By Casey Cora on November 17, 2014 7:59am
GARFIELD RIDGE — Neighbors on the Northwest and Southwest sides have unwittingly found themselves living among investor-owned rental homes, thanks to a new nationwide gambit by Wall Street.
“It just feels like they are capitalizing on this neighborhood’s misfortune,” said Janja Taylor, a 33-year-old mom-to-be and Garfield Ridge homeowner.
The Blackstone Group, a worldwide private equity firm, has spent an estimated $8 billion since 2012 buying up roughly 44,000 homes at rock-bottom prices nationwide, according to DePaul’s Institute for Housing Studies, which collects and researches housing data.
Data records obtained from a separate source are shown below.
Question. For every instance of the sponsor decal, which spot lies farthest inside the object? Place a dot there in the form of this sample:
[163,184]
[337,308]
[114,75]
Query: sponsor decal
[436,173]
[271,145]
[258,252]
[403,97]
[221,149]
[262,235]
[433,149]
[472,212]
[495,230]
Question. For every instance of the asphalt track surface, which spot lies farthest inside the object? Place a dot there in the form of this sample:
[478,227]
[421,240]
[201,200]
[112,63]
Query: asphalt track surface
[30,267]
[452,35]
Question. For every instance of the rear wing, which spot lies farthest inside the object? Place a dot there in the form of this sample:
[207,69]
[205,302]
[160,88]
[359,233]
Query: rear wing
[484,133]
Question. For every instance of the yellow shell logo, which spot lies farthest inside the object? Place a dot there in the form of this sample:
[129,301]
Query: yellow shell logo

The homes are marketed under the name Invitation Homes.
The company has bought more than 1,300 homes in Cook County.
Casey Cora says neighbors fear the uncertainty of one company owning thousands of homes:
Unlike the quick-flips of foreclosed homes in otherwise blighted areas, Blackstone has targeted Chicago’s reliably middle-class suburbs and city neighborhoods — places like Garfield Ridge, Jefferson Park, Galewood and Beverly — to buy financially distressed properties and rent them out.
With its buying spree slowed down, Blackstone is now launching its newest side business as landlords.
No one seems to be sure how that’s going to work out.
Think of it as the difference between one landlord owning a building with a handful of tenants and one global corporation trying to manage tens of thousands of properties in multiple states.
“There hasn’t been a single-family scattered-site rental strategy that’s been perfectly successful,” said Geoff Smith, director of DePaul’s housing studies institute.
National news outlets are awash in stories about rocky relations between Invitation and its tenants, including claims of neglect on the part of property managers and swift evictions for those who can’t make the rent.
A recent Huffington Post investigation revealed a host of tenant complaints about shoddy cosmetic repairs and poor customer service.
Created by the DePaul Institute for Housing Studies, this map shows the prevalance of investor-owned homes in the city and suburbs. The gold dots on the Northwest and Southwest Side represent homes bought by The Blackstone Group. View Full Caption
Factor in “securitization” — Blackstone’s investment is layered with mortgage-backed securities that are somewhat similar to the types that nearly collapsed the world economy — and experts say there is cause for alarm.
“With the participation of Wall Street, there’s a lot of red flags,” Smith said.
But fears over the untested business model and its impact on the national economy aren’t what has homeowners like Taylor worried.
She’s more concerned about the potential for a high tenant turnover and the possibility of Invitation Homes not taking good care of its properties, which are scattered throughout her well-kept neighborhood.
She’s also angry about those big blue signs the company has staked into the front yards of its rental homes.
“Whenever you have a whole bunch of homes for sale on a block you don’t necessarily want to advertise that. They’ve apparently agreed to pull the large yard signs out and use smaller signs in the window,” she said.
An Invitation Homes spokeswoman responded to a series of questions from DNAinfo Chicago with a brief statement, saying the company is “committed to providing our residents with a quality product at a competitive price that is typically as much as 30 percent less than multi-family rentals per square foot.
“In addition, Invitation Homes has seen much less frequent tenant turnover than multifamily [buildings], indicating our tenants like our homes and want to stay longer.”
Experts say there are some obvious upsides to having formerly empty homes suddenly occupied.
For starters, a large supply of rental homes means some families can move into good neighborhoods.
And Blackstone’s flood of buying has stabilized prices in some regional housing markets and boosted them in others, and municipalities are expected to benefit from additional tax revenue.
Still, the future remains unclear for the emerging market.
“It really is contingent on how these institutional investors act,” Smith said “If you’re an optimist, you say these [rental homes] are assets and part of the business model is resale of the property and you’d think they’d have the incentive to maintain their assets to maximize the resale value.
“On the cynical side, you could say that this is a business and it’s tied to securitization and they’re trying to maximize profits and that means not maintaining it properly, and maybe they are problem properties, and then they divest and then the problem properties get sold to other investors who might not take such good care of them.”